Nostalgia Bake, English Style
We prepare it using the English-style bottled milk with cream on the top, 2 pints, a handful of rice and some sugar. Then place the pudding a couple hours before lunch into the “slow oven” of the Esse coal-burning stove. When it is ready, we pull it from the oven and place it on a trivet on the wooden tea trolley along with the stewed fruit, and the rest of lunch. Drive the trolley down to the dining room, right at noon, no later, through its 3-foot-thick doorway. Enter the great dining room with an oversized fireplace and the trolley becomes the buffet station in the room. We serve the food around to each person seated at the large table, dish by dish, until all the sometimes 8 to to 10 and sometimes more plates are filled. Then the eating commences.
After the meal, but before the cheese and biscuits are passed around the table, the rice pudding is served with stewed fruit: the highlight of the meal.
Note…
A couple of caveats: use whole milk to get the esteemed brown skin to form on the top of the rice pudding.

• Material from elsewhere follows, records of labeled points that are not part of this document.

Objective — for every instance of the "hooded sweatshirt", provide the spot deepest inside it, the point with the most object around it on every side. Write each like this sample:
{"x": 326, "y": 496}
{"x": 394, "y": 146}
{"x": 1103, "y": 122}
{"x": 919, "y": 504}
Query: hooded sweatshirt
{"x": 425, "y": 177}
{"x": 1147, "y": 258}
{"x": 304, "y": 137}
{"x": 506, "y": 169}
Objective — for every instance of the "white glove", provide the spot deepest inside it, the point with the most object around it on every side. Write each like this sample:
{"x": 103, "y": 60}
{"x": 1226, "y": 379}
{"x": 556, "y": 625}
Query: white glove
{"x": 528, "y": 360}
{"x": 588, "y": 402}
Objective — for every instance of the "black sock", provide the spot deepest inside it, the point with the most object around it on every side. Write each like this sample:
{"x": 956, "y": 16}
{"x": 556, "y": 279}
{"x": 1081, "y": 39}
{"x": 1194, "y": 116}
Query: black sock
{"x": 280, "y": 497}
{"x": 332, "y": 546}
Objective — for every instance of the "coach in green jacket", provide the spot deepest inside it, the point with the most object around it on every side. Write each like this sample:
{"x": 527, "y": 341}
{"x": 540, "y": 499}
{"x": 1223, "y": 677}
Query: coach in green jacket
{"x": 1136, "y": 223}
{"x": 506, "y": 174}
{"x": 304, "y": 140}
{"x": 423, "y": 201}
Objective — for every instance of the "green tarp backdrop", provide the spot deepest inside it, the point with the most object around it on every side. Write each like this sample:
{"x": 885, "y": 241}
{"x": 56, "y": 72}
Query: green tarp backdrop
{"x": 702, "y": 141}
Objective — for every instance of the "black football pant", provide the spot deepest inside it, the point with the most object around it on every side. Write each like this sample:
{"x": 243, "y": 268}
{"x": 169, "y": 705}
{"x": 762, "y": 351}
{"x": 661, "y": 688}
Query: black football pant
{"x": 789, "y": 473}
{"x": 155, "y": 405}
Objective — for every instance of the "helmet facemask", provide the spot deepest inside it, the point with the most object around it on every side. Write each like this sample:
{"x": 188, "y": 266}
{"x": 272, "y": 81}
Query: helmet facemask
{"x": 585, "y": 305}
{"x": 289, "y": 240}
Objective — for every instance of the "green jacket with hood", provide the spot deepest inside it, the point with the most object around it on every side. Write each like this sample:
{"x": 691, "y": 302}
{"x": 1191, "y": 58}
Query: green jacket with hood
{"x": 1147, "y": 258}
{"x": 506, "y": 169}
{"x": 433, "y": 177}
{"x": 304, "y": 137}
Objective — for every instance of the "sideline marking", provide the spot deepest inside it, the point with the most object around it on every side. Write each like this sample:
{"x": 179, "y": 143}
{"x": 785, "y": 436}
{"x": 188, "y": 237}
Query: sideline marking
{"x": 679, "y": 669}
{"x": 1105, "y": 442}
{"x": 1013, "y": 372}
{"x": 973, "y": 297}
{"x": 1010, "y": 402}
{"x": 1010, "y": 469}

Another tip is to stone the plums, cherries, apricots or core the apples that you are using so that you don’t bite into the pits and seeds as you eat your pudding.
Below is Mrs. Beeton’s Victorian-era recipe for baked rice pudding and a stewed fruit recipe from The Joy of Cooking. For our busy, modern lives, rice pudding with stewed fruit might be more of a Sunday afternoon meal preparation than a lunch dish. You can prepare it quickly to bake for a couple hours along with a turkey or roast in the oven.
Baked Rice Pudding
Serves 3 to 4 persons
Ingredients – 1 pint of milk, 3 tablespoonfuls of rice, 1 1/2 tablespoonfuls of sugar, salt, nutmeg. Method – Pick and wash the rice, place in a greased pie-dish. Add the sugar, milk and a small pinch of salt. Sprinkle the surface with nutmeg, and bake in a slow oven (325 F) for about 2 hours. Note – Skim milk and a 1/2 oz. butter, or a level tablespoonful of chopped suet may be used instead of the milk.
Stewed Fruit
Makes several cups
Use whole or cut into halves and if necessary remove the seeds from: 4 cups of fruit such as plums, blueberries, apples, apricots or cherries. You may prick the fruit before dropping it into: 1 to 1 1/2 cups boiling water. Reduce heat at once and simmer until nearly tender (about 15 minutes). Add: 1/2 to 1 cup of sugar, depending on the tartness desired. Cook another 15 to 20 minutes until thickened.
Beverly Carrigan says
Looks very yummy! Spent last weekend with History Colorado tasting wine. We spent a nite at Gateway Resort, fabulous car collection.
Cooky says
Thanks, Bev! It was so good to have dinner with you and Ann in Mountain Village a few weeks back! Gateway is fabulous and really beautiful part of southwestern Colorado.